Working with the SVP

You can do more to support your community this winter than sign the occasional petition or 'like' a moral message on social media - you can help make a real difference. by Winston Waller

In Paris in 1833, a group of Catholic students from the Sorbonne University met regularly to discuss society and to pray. Other students ridiculed them, and asked what was the point of their thoughts and prayers when Paris was full of poor people living in need of the basics of life – food, shelter, warmth.

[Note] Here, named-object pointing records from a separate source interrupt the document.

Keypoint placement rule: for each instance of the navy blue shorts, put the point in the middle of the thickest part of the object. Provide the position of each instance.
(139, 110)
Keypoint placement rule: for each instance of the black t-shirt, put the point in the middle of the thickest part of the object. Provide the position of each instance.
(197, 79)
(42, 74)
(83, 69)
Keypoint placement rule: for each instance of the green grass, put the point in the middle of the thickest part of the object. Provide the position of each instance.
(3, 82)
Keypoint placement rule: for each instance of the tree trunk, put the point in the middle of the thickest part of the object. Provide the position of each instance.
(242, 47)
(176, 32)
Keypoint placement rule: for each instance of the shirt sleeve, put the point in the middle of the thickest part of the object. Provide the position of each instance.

One of the group, Frédéric Ozanam, accepted the challenge and agreed it would be better to do something for people in need, rather than just praying for them. He persuaded his group to go out into the city and help. Their first charitable visit was to take firewood to an elderly man, living alone in a garret. The group called themselves the Society of St Vincent de Paul, naming themselves after the 16th century saint with a special devotion to the poor.

Frédéric Ozanam accepted the challenge to do more than just pray for Parisians in need and began the SVP with the first charitable act, delivering firewood to the elderly

“You pray for the hungry. Then you feed them.
That’s how prayer works.
Pope Francis

The St Vincent de Paul Society (SVP for short) spread across Europe and then across the world. Today there are about a million members in 150 countries and here in south east London the SVP is strong with about 60 groups. Their work is varied, reflecting the different ways people need support.

Right now SVP groups are preparing for Christmas, when their activities will include a Christmas Lunch for lonely and housebound people, delivering hampers for struggling families, toys for children and many visits to lonely and housebound people, so they’re not alone in the festive season. Local groups are organised around individual parishes though members don’t need to be part of any church to be involved. In south east London groups can be found in Battersea, Kennington, Peckham, Dulwich, Lee and Catford among others.

ST VINCENT DE PAUL SOCIETY
Romero House
55 Westminster Bridge Road
SE1 7JB
t: 020 7703 3030
e: info@svp.org.uk
w: svp.org.uk

 

Food stores are maintained by donations from the local parish and distributed each week to those in need

A ‘Week in the Work’ of
a St Vincent de Paul Group
A brief insight into a real week of a local SVP team in October

Early Saturday morning, two members visited a local supermarket to collect surplus fresh food, close to its sell-by date, and took it to the SVP Food Bank. Most food parcels go out on a Sunday morning, and the fresh food from the supermarket forms a welcome addition to those parcels.

On Sunday morning, SVP members went to their local church and collected all the Harvest Festival donations. The fresh food was added to the regular weekly food parcels, while tins and dry goods were boxed up and put in store until Christmas. Just before Christmas the stored goods, together with masses of fresh food bought closer to the day, will be made up into about 30 Christmas hampers and delivered to local families in need. At the end of Mass the Parish Priest appealed on our behalf for a fridge-freezer, and by the afternoon someone had phoned to offer a nearly new appliance.

On Tuesday, three members helped out at the parish Lunch Club, providing transport to housebound parishioners, chatting to the diners and helping with the washing up. Two other members paid their regular visit to a young man with psychiatric problems. These two are perhaps the least pious of the entire group but somehow they found themselves reading the Bible to their client. Week by week they have been steadily working their way through the gospels which they freely admit, they had rarely done before.

On Wednesday one of our members visited an elderly lady and painted her ceiling, making good a damp patch caused by a missing roof tile. We had previously arranged for the roof to be repaired, so this was the final touch to a referral given us by the Citizens’ Advice Bureau. Another member visited a young single mother to give her a grant towards the cost of a school trip for her daughter. A few weeks earlier we had helped pay for school uniform for this family, and for others too.

On Thursday evening, two members collected the fridge-freezer and delivered it to the young single mum. She had been referred to us by Social Services two weeks previously because she had no cooker, and no way of buying one. We bought her a new gas cooker and had it installed, and she cooked her family their first hot meal in three months.

 

St Vincent de Paul
Vincent de Paul was born in the small southern French town of Pouy, Gascony in 1581 and became a priest in 1600, at the age of 19. As a young man, he ministered to the wealthy and powerful, but an appointment as chaplain in a poor parish inspired him to a vocation of working with those most marginalised and powerless.

Vincent urged his followers to bring God’s justice and love to those who needed it most:

“Deal with the most urgent needs. Organise charity so that it is more efficient…teach reading and writing, educate with the aim of giving each the means of self-support. Intervene with authorities to obtain reforms in structure… there is no charity without justice.”

Vincent de Paul was canonised a Saint on 16 June 1737 and, in 1883, the Church designated him as the special patron Saint of all charitable associations.